I'm trying to put it in the form like:

 

<input type="radio" name="finished_homework" value="yes"/>Yes

<input type="radio" name="finished_homework" value="no"/>No

 

but when i do the sql statement how will it know that the task "finished_homework" is task number 1?  I can't figure out how I would write that sql statement.

 

If i use the insert, then it will just insert "yes" or "no".  And when I do select * where task_id="4" it doesn't print out anything. 

[roopurt18]

I was under the impression that you had a `task` table full of all the possible tasks?  Is this not the case?

 

Can you use phpMyAdmin to export your `task` table?  Or copy and paste a sample of the data contained within?

[samona]

Yes, there are three tables. 

 

1. A task table with taskID and task_description.

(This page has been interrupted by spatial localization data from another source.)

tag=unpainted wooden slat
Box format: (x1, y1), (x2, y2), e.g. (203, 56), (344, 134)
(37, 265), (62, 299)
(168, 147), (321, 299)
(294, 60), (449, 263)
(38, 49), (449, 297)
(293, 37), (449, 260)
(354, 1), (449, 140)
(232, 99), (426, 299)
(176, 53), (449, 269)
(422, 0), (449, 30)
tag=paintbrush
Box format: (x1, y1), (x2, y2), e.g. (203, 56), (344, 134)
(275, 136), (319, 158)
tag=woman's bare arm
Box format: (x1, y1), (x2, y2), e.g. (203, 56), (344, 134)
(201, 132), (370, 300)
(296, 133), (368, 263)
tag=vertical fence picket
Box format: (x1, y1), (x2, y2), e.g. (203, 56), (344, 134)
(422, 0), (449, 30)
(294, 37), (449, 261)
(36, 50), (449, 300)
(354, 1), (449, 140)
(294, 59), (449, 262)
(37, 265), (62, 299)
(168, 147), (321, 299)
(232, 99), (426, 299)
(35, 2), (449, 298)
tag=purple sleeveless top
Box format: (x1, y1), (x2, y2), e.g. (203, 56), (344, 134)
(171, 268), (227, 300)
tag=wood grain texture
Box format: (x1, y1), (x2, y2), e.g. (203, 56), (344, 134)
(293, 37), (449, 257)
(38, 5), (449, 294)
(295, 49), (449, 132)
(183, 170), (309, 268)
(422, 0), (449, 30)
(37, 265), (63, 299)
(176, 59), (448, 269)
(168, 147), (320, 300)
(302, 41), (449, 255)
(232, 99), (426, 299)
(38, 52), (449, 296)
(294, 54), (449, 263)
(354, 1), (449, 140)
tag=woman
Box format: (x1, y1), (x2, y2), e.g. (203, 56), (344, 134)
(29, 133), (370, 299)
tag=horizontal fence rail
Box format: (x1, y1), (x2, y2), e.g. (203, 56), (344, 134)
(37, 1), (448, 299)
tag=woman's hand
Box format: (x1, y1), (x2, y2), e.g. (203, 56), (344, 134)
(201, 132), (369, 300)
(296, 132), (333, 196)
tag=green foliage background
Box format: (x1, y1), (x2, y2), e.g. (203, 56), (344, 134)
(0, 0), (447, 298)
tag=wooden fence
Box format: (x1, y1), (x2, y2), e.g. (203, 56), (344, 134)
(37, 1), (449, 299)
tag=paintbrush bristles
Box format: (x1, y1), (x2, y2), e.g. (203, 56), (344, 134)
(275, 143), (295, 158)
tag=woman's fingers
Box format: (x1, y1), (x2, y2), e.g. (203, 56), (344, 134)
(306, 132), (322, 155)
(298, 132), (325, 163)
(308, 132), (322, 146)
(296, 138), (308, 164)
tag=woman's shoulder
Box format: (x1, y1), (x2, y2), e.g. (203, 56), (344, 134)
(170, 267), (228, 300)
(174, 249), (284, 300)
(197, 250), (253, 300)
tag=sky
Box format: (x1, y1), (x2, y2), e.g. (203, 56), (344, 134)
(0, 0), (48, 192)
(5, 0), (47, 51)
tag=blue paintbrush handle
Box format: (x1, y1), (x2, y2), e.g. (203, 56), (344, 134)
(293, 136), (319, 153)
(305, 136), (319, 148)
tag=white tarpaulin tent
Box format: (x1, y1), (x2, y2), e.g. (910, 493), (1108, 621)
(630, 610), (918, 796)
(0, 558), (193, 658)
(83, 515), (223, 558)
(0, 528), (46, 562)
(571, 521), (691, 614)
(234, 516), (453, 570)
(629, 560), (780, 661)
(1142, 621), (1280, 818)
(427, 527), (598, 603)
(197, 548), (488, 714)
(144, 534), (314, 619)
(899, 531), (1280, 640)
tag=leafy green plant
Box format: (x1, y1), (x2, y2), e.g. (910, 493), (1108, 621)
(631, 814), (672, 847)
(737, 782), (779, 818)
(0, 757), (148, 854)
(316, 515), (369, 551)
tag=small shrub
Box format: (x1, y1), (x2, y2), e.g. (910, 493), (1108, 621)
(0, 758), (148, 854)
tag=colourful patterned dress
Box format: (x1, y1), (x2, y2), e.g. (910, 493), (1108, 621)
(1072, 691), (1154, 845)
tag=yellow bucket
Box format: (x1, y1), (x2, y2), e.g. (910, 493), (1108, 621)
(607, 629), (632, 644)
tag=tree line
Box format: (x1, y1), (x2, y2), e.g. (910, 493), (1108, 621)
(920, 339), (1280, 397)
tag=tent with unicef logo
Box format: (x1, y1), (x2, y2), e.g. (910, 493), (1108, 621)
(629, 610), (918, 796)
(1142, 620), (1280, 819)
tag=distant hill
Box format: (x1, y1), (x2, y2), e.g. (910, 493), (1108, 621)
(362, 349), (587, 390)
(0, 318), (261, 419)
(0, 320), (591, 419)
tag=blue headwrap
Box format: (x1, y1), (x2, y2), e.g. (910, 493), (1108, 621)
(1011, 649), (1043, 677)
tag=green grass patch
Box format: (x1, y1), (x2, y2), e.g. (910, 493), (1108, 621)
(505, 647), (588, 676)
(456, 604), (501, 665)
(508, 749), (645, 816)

2. A user table with user_name and userID.

3. A user_task table with taskID, userID, and Date.

 

task 'finished_homework' has a taskID of 1.

task 'cleaned_my_room' has a taskID of 2.

 

user table has user 'samona' with a userID of 1.

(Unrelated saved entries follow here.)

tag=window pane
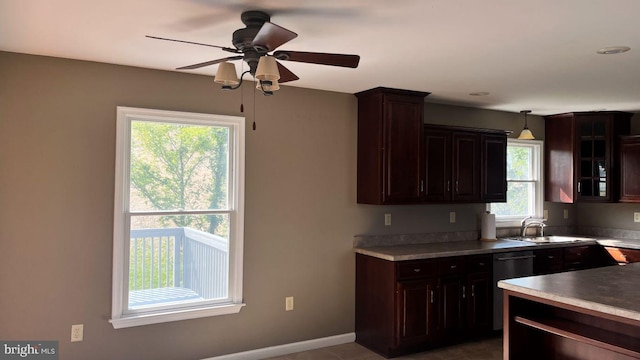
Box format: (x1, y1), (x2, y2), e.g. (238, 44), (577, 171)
(492, 182), (533, 217)
(129, 120), (229, 211)
(506, 146), (532, 180)
(128, 214), (230, 310)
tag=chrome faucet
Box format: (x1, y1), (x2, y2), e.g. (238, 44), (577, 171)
(521, 216), (546, 237)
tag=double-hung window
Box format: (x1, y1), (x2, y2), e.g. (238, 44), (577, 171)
(489, 139), (544, 227)
(111, 107), (245, 328)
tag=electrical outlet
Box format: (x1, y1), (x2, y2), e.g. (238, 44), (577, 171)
(384, 213), (391, 226)
(634, 212), (640, 223)
(564, 209), (569, 219)
(71, 324), (83, 342)
(285, 296), (294, 311)
(449, 212), (456, 223)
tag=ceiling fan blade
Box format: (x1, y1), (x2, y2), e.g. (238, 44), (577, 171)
(274, 51), (360, 68)
(276, 61), (299, 83)
(251, 22), (298, 51)
(177, 56), (243, 70)
(146, 35), (239, 53)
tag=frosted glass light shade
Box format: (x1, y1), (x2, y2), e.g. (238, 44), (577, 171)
(255, 56), (280, 81)
(214, 62), (239, 85)
(517, 128), (535, 140)
(256, 79), (280, 92)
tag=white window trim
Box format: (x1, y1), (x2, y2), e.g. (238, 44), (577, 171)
(110, 107), (245, 329)
(490, 139), (544, 228)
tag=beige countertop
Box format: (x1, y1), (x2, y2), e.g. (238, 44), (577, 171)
(355, 239), (539, 261)
(596, 237), (640, 250)
(354, 235), (640, 261)
(498, 262), (640, 322)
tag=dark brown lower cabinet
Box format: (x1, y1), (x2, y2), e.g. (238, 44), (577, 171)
(533, 248), (564, 275)
(439, 274), (465, 340)
(466, 272), (492, 336)
(564, 245), (615, 271)
(356, 254), (493, 358)
(396, 279), (437, 349)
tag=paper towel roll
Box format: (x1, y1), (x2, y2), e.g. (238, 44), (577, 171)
(481, 212), (496, 241)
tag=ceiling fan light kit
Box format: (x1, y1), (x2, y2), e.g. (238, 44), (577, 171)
(148, 10), (360, 96)
(214, 62), (240, 86)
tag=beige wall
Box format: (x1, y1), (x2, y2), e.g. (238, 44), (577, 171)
(0, 51), (636, 359)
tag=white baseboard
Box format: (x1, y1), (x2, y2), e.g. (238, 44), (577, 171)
(202, 333), (356, 360)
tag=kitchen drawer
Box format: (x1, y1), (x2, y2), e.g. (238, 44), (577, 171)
(438, 256), (466, 275)
(397, 260), (437, 280)
(604, 247), (640, 264)
(563, 246), (590, 263)
(466, 255), (492, 273)
(534, 248), (563, 275)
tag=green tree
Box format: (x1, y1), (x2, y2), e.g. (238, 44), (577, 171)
(130, 121), (228, 233)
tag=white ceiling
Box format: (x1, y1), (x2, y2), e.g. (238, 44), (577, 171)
(2, 0), (639, 115)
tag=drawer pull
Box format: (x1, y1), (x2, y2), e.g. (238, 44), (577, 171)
(450, 265), (457, 269)
(413, 268), (421, 273)
(478, 262), (485, 266)
(548, 256), (554, 259)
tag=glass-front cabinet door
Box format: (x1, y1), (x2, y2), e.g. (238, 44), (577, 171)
(576, 116), (610, 201)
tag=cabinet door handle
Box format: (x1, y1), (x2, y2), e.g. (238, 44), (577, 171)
(578, 181), (581, 193)
(456, 180), (459, 194)
(421, 180), (424, 192)
(462, 285), (466, 299)
(430, 290), (434, 304)
(471, 285), (475, 297)
(447, 180), (451, 193)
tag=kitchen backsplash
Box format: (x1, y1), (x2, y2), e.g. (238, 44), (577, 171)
(354, 226), (640, 248)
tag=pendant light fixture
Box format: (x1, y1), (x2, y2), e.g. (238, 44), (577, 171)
(517, 110), (535, 140)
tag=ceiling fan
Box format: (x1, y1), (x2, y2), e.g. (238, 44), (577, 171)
(147, 10), (360, 94)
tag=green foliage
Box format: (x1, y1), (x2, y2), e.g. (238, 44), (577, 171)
(492, 146), (533, 217)
(130, 121), (229, 234)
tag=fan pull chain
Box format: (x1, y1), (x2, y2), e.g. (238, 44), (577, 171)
(240, 62), (245, 113)
(252, 78), (257, 130)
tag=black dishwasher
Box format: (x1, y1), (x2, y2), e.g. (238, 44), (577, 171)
(492, 251), (534, 330)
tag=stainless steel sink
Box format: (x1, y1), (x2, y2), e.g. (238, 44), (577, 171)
(505, 235), (594, 244)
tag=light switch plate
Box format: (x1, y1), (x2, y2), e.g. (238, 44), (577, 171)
(384, 213), (391, 226)
(543, 210), (548, 219)
(564, 209), (569, 219)
(449, 212), (456, 223)
(634, 212), (640, 223)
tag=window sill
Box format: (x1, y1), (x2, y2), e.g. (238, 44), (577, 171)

user table has a user 'michael' with a userID of 2.

 

So, should the form look like the following:

 

<input type="radio" name="1" value="yes"/>Yes
<input type="radio" name="1" value="no"/>No

 

 

[roopurt18]

If the only options are yes / no, it makes more sense to use a checkbox for your input.  If you manipulate the name attribute of your form inputs correctly, then you can coerce $_POST into a format that's easier to work with on the server.

 

Your form should look like this IMO:

<form method="post" action="">
  <p>
    <input type="checkbox" name="tasks[1]" value="1" />
    finished_homework
  </p>
  <p>
    <input type="checkbox" name="tasks[2]" value="1" />
    cleaned_my_room
  </p>
  <p>
    <input type="submit" name="Submit" />
  </p>
</form>

 

When you process that form, $_POST will have an index 'tasks' which will be an array.  Each item in the array will be of the form task_id => '1' if the task was done, otherwise it won't appear in the array.  You can then create the values to insert into the DB very easily with:

<?php
  foreach($_POST['tasks'] as $task_id => $val){
    // assumes $user_id is set elsewhere
    // you MUST sanitize $task_id and $user_id, $val is unimportant
    $sql = "
      INSERT INTO `task_user` (`task_id`, `user_id`, `created`) VALUES (
        {$task_id}, {$user_id}, NOW()
      )
    ";
  }
?>

 

That's not really optimal code (or how I would code it anyways), it's just meant to give you an idea.

[samona]

Thanks roopurt, I will try it when I get home.  I don't know how I can thank you and the website for creating this helpful community. Would a donation to phpfreaks help?

[roopurt18]

Well, it doesn't help me!  But I don't do this for personal gain, so sure, help the community instead.

 

[samona]

Can I ask a personal question? Are you a Professor ?

[roopurt18]

Nah.

 

I work for a small company and maintain a php / mysql website with a bit of fancy javascript thrown in, although the current user base is relatively small.

 

I've been told I should consider a career in teaching on many occasions though, or a comedian, psychologist, or one of a few other things I can't think of right now.  The one career no one has ever said I should consider is computer programmer, imagine that.

 

I'm a nerd at heart, but I fool almost everyone into thinking I'm not!

[samona]

You're a really smart guy and I can see that.  But you should consider teaching one day cuz you're really good at explaining stuff. Me I'm new to PHP and mysql.  I'm trying to be as best as I can be, but I know it takes a lot of time.  Maybe one day, I can help you out and answer posts too.  Thanks for everything, and I'm sure I'll have more questions in the future.

 

 

[samona]

<?php
  foreach($_POST['tasks'] as $task_id => $val){
    // assumes $user_id is set elsewhere
    // you MUST sanitize $task_id and $user_id, $val is unimportant
    $sql = "
      INSERT INTO `task_user` (`task_id`, `user_id`, `created`) VALUES (
        {$task_id}, {$user_id}, NOW()
      )
    ";
  }
?>

 

 

at the end of this loop would i do mysql_query($sql), but isn't that running just one query since sql will continue to be written over through each time in the loop?